Looking forward, this work establishes a foundation for precision medicine approaches in adolescent mental health. Future research should expand on these findings through several avenues. First, longitudinal studies tracking outcomes across our identified clusters would validate whether these subgroups represent stable phenotypes with differential treatment responses. Second, the integration of additional data sources—such as educational records, social services involvement, and standardized assessment scores—could enrich our understanding of these complex presentations. Third, the development of real-time decision support tools based on these patterns could help clinicians identify high-risk profiles and select appropriate interventions more quickly and accurately.
In conclusion, our multi-method machine learning analysis transforms routine clinical documentation into actionable insights for improving adolescent mental health services. By identifying specific comorbidity patterns, treatment themes, and patient subgroups, we provide an evidence-based framework for more personalized and effective interventions. As mental health services increasingly embrace digital transformation, approaches like ours demonstrate how existing data can be leveraged to enhance clinical decision-making, optimize resource allocation, and ultimately improve outcomes for vulnerable adolescent populations. The convergence of clinical expertise with computational methods represents a promising path forward for addressing the complex mental health needs of justice-involved youth.

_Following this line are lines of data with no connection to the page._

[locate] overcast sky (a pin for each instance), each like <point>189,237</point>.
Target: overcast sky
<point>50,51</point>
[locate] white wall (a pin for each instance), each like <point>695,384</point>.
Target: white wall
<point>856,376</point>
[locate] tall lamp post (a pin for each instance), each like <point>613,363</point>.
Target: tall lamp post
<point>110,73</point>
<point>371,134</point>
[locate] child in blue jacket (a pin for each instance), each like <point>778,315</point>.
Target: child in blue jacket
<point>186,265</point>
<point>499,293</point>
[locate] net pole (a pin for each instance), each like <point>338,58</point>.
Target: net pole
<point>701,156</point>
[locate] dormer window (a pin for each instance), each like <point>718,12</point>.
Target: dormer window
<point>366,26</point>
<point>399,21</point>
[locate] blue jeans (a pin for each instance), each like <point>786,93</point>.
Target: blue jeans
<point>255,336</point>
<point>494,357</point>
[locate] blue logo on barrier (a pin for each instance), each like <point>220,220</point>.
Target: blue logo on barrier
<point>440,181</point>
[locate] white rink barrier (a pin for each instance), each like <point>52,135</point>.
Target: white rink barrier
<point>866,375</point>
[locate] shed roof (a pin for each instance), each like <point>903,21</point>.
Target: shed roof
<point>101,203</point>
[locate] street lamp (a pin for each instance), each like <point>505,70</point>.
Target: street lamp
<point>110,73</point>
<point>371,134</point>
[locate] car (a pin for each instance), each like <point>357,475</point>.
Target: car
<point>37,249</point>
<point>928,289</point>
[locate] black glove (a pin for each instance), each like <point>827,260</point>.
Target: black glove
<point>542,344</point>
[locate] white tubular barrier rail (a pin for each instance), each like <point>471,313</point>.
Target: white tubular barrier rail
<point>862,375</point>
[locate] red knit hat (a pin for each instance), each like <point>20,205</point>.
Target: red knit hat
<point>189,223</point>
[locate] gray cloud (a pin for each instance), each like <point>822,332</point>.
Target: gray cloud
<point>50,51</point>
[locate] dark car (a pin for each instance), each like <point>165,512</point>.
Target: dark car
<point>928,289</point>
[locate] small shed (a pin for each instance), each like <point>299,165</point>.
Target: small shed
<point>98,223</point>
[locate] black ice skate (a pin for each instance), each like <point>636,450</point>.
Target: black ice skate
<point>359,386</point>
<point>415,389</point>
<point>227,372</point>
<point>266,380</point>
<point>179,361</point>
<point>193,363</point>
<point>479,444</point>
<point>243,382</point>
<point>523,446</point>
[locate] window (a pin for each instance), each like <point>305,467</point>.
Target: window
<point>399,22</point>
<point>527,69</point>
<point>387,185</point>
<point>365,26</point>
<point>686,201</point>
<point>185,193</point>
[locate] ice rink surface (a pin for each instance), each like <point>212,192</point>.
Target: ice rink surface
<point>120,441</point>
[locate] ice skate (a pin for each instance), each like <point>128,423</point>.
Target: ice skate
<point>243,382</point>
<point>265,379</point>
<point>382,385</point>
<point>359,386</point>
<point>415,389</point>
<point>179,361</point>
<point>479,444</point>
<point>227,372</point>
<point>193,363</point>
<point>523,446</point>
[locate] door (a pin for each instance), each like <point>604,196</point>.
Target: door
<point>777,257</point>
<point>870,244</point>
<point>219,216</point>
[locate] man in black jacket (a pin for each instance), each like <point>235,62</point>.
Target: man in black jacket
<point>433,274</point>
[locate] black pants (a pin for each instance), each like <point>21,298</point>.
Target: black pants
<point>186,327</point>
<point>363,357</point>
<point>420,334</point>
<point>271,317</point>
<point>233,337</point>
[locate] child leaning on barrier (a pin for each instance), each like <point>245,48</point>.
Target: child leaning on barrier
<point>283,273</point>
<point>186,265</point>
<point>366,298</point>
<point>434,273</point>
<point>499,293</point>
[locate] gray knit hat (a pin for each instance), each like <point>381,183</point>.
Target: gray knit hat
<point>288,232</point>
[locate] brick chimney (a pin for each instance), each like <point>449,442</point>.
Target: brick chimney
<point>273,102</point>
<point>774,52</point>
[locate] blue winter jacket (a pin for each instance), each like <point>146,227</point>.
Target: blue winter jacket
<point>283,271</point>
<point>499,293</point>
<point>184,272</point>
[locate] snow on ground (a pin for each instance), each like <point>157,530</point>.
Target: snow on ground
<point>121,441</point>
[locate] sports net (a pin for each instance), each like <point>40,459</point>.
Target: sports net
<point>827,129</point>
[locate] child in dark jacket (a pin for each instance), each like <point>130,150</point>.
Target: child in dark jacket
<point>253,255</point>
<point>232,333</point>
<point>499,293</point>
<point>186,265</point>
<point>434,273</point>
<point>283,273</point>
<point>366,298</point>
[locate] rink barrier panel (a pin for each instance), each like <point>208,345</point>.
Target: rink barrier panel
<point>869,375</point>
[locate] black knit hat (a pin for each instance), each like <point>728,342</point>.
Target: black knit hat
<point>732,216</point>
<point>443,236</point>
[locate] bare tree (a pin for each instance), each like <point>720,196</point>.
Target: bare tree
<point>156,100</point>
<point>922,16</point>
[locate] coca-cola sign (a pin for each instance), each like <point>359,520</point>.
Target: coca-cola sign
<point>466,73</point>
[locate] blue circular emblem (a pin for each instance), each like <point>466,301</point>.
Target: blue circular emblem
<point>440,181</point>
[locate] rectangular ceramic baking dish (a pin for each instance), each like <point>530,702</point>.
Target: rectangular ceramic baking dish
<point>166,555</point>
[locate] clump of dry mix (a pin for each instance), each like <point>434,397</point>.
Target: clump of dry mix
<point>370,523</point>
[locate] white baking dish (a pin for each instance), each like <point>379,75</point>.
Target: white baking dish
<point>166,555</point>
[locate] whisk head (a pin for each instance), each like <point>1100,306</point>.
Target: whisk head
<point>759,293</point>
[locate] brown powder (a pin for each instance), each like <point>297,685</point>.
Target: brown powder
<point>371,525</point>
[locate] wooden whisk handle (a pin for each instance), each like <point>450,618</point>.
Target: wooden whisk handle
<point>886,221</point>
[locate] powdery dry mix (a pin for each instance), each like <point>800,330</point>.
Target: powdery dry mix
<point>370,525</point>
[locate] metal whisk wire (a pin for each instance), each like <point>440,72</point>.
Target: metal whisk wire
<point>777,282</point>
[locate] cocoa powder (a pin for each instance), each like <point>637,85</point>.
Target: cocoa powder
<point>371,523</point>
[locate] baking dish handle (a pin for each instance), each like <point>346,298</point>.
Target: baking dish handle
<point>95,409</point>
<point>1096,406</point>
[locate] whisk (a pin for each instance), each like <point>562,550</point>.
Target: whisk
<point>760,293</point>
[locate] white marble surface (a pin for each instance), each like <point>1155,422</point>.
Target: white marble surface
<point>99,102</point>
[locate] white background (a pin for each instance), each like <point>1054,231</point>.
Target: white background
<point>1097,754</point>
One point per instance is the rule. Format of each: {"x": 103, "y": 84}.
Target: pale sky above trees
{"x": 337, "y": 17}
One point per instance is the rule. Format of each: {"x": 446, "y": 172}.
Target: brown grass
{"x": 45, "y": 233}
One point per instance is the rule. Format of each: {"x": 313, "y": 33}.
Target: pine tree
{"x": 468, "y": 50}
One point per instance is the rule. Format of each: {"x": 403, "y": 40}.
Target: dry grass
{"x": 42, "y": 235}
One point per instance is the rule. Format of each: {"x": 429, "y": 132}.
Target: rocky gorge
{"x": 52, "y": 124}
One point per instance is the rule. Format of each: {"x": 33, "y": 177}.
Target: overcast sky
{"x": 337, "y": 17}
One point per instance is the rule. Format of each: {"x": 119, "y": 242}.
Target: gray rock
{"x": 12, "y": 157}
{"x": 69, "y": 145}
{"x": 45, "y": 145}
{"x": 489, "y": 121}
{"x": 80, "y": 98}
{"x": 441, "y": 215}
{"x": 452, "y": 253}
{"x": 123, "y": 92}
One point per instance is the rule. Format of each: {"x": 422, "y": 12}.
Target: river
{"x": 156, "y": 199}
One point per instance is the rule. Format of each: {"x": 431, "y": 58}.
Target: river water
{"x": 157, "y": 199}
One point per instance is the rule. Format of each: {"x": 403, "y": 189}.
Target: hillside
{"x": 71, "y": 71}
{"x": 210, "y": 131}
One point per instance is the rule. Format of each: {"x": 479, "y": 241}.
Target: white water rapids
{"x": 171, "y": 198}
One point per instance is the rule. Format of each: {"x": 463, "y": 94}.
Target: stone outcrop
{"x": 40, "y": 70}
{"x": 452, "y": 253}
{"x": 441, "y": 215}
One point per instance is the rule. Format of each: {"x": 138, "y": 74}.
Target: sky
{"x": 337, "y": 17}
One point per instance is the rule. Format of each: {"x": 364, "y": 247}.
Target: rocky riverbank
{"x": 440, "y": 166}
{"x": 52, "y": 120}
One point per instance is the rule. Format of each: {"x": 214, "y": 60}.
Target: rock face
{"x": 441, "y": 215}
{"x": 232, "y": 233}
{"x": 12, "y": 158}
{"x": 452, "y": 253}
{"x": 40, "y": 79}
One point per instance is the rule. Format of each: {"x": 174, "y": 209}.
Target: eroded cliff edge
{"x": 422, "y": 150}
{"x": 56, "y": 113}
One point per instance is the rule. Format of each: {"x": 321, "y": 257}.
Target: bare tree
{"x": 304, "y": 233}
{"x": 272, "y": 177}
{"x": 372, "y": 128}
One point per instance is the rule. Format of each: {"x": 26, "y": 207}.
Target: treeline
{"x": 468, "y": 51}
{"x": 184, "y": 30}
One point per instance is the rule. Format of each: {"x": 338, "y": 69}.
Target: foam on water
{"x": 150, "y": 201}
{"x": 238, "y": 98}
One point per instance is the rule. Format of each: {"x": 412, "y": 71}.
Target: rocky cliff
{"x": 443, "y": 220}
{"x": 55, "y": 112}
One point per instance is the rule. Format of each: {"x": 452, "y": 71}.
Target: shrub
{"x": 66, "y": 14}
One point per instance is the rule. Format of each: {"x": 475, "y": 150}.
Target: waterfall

Future research should address several key areas to advance this field. Longitudinal studies tracking diagnostic trajectories and treatment outcomes across our identified clusters would validate their clinical utility. Integration of additional data sources, including standardized assessments, educational records, and social services involvement, could enrich cluster profiles and improve prediction accuracy. Development of real-time clinical decision support tools based on these patterns could help clinicians rapidly identify high-risk profiles and select evidence-based interventions. Finally, multi-site validation studies are needed to assess the generalizability of these findings across different juvenile justice and mental health settings, ultimately working toward precision medicine approaches that match adolescents to optimal interventions based on their specific comorbidity profiles.